L’actualité me remet en mémoire un personnage au teint ensoleillé qui, sur un carrefour de mon voisinage, arrêtait les passants en leur criant : « Faut que ça change ! » On ne sut jamais ce qui devait changer mais, une lampée de « calva » aidant, il s’agissait de renouveler de gré ou de force le quotidien.
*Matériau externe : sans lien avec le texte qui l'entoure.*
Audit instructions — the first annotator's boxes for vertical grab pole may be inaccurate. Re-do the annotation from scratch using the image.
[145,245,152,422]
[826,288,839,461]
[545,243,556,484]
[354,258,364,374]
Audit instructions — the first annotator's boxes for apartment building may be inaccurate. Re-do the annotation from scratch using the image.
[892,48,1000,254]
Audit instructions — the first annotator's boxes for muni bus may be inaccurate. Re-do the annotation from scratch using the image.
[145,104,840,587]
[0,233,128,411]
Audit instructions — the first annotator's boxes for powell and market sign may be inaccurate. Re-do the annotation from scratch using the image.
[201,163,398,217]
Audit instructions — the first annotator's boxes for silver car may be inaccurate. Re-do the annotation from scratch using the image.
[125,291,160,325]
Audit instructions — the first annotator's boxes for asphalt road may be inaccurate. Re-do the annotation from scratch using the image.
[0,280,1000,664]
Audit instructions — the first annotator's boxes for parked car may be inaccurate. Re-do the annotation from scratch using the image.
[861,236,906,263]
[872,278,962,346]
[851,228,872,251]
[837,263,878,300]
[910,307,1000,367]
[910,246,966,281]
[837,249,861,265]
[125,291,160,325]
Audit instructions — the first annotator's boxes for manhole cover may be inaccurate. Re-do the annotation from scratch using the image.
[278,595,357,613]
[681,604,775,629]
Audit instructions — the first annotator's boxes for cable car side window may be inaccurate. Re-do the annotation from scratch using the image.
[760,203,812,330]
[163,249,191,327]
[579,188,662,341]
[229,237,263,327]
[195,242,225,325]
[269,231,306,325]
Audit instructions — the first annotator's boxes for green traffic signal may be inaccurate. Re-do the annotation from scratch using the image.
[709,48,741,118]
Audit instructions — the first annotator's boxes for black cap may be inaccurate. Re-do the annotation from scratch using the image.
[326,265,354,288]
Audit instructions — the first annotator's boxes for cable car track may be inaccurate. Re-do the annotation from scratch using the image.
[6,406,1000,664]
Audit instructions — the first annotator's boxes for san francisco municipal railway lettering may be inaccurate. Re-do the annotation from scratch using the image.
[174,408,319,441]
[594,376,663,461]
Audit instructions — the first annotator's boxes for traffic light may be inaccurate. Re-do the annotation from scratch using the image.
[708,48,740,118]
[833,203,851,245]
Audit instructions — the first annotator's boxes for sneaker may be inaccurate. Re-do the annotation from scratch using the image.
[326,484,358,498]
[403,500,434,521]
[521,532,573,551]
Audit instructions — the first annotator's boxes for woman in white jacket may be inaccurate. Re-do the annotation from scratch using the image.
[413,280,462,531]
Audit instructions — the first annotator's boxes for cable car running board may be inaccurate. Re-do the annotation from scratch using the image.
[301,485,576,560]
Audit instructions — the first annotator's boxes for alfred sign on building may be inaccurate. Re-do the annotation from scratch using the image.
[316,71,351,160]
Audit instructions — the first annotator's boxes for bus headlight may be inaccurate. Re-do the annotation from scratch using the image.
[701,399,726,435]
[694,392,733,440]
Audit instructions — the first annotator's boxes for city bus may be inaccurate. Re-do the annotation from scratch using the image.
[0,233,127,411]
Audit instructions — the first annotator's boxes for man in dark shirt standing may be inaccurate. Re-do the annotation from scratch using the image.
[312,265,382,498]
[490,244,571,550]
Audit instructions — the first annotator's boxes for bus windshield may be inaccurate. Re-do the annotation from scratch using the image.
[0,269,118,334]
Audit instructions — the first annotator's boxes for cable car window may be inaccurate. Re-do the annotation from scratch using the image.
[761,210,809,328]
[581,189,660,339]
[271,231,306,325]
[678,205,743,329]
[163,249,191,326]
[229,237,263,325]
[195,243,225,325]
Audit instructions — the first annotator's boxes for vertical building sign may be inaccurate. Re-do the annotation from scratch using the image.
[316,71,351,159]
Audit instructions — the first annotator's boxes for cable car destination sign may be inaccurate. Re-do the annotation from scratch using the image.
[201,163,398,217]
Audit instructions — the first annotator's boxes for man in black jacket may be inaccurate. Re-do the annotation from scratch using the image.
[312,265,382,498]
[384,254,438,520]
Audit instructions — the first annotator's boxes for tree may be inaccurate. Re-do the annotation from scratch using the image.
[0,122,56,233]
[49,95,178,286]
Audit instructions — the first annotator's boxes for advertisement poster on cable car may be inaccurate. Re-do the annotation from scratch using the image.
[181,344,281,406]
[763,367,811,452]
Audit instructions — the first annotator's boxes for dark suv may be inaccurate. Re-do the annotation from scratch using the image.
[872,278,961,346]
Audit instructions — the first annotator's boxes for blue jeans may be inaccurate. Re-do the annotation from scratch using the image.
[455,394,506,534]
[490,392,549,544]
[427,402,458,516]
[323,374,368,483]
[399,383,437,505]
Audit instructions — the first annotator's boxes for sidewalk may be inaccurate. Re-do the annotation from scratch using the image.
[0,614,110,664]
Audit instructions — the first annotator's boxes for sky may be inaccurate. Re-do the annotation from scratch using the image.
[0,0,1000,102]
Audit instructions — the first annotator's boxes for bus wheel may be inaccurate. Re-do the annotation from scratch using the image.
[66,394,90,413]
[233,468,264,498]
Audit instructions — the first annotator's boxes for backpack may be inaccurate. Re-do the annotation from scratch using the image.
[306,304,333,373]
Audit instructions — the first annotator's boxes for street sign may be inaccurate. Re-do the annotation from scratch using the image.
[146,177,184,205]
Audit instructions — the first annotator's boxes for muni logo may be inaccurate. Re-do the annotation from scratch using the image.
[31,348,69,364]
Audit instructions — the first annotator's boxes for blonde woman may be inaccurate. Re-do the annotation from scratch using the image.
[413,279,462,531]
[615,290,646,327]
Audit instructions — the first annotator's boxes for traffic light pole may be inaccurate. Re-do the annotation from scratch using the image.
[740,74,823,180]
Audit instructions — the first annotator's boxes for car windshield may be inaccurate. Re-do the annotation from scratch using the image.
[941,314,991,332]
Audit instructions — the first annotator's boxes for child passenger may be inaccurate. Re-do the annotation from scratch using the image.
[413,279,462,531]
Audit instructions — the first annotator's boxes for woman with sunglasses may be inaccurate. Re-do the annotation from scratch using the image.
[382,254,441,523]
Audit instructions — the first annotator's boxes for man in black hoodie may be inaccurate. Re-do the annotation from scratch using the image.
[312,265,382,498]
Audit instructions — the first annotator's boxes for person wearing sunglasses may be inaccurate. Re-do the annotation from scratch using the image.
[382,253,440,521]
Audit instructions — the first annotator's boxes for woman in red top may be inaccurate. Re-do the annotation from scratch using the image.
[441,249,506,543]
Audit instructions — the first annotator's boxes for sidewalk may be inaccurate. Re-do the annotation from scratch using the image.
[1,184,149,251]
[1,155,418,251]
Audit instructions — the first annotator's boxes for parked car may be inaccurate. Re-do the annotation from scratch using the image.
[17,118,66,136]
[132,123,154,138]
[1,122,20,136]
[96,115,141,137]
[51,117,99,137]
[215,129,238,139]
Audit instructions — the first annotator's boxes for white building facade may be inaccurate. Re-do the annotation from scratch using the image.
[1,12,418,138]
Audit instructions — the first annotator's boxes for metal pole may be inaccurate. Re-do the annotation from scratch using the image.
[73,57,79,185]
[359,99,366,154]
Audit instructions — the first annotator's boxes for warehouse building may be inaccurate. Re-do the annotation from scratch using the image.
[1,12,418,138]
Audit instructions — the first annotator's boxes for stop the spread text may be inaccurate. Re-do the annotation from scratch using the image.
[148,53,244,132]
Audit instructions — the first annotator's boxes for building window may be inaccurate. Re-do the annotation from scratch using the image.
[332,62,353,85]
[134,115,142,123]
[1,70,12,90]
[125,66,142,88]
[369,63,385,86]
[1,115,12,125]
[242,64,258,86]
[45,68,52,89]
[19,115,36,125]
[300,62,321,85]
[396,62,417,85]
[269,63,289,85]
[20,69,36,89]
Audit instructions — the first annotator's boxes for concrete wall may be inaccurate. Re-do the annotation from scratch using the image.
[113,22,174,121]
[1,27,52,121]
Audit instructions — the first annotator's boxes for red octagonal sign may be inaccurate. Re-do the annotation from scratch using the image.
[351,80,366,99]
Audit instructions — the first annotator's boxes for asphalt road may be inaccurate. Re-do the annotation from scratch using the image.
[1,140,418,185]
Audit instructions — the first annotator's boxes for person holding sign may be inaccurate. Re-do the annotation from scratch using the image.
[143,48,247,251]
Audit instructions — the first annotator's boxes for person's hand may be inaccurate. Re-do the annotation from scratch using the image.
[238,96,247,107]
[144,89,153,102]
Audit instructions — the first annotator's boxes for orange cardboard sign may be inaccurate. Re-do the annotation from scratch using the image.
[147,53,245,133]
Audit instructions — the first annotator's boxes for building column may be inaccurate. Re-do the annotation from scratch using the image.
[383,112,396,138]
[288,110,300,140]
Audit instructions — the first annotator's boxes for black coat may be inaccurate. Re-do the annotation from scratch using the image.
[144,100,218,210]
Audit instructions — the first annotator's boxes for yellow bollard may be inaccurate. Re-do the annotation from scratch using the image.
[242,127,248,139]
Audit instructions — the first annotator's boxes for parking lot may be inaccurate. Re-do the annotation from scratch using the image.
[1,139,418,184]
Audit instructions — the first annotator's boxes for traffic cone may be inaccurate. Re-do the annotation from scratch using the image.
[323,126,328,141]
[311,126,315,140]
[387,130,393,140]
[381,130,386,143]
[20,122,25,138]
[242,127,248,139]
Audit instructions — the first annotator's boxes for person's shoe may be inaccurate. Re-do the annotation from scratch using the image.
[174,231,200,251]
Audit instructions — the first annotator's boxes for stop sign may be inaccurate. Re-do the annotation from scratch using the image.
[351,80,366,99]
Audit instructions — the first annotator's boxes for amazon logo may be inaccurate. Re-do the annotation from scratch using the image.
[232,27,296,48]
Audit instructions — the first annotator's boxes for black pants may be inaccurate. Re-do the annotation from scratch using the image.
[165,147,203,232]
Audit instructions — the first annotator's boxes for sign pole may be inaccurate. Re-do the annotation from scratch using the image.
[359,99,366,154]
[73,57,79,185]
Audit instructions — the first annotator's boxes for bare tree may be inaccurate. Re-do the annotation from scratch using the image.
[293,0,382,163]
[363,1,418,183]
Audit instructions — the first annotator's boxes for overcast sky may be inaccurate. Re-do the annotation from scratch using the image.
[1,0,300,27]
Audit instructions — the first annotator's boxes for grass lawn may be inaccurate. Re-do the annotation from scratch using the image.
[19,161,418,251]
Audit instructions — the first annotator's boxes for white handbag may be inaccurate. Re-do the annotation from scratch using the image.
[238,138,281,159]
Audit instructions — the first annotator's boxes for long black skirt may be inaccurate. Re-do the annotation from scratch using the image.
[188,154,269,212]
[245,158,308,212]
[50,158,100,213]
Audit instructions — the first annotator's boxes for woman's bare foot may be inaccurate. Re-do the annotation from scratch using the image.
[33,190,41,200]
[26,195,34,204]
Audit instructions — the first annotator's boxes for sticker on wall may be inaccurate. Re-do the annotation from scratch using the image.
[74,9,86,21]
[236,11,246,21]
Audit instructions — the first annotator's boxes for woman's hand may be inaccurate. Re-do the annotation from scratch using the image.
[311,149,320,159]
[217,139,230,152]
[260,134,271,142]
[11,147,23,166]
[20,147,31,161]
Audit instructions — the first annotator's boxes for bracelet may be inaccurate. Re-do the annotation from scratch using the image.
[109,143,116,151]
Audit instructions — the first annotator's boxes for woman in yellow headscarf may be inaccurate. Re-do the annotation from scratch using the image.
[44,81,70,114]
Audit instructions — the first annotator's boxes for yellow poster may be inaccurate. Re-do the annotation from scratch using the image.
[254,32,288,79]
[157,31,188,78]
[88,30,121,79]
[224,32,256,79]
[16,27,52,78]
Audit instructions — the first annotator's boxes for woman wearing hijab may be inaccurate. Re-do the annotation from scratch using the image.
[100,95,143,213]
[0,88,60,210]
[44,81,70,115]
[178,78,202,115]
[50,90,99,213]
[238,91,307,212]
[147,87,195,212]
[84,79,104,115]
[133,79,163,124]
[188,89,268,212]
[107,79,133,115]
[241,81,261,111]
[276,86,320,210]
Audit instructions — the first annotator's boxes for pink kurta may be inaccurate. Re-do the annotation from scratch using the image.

À propos de changement, j’ai connu mai 1968 : « métro, boulot, dodo, y en a marre », disait-on en espérant des lendemains qui changent et qui chantent. Aujourd’hui, ce serait plutôt : « chômage, bricolage, cafouillage. » Quand on ne peut se satisfaire de l’air ambiant, on cherche la sortie. C’est vieux comme le monde. Cela ne veut pas dire qu’il ne faille souhaiter de nombreuses modifications et améliorations mais, en dépit des progrès indéniables de l’humanité, on se rend compte que le pire peut arriver et qu’un bon « tiens » vaut mieux que le rêve de deux « tu l’auras ».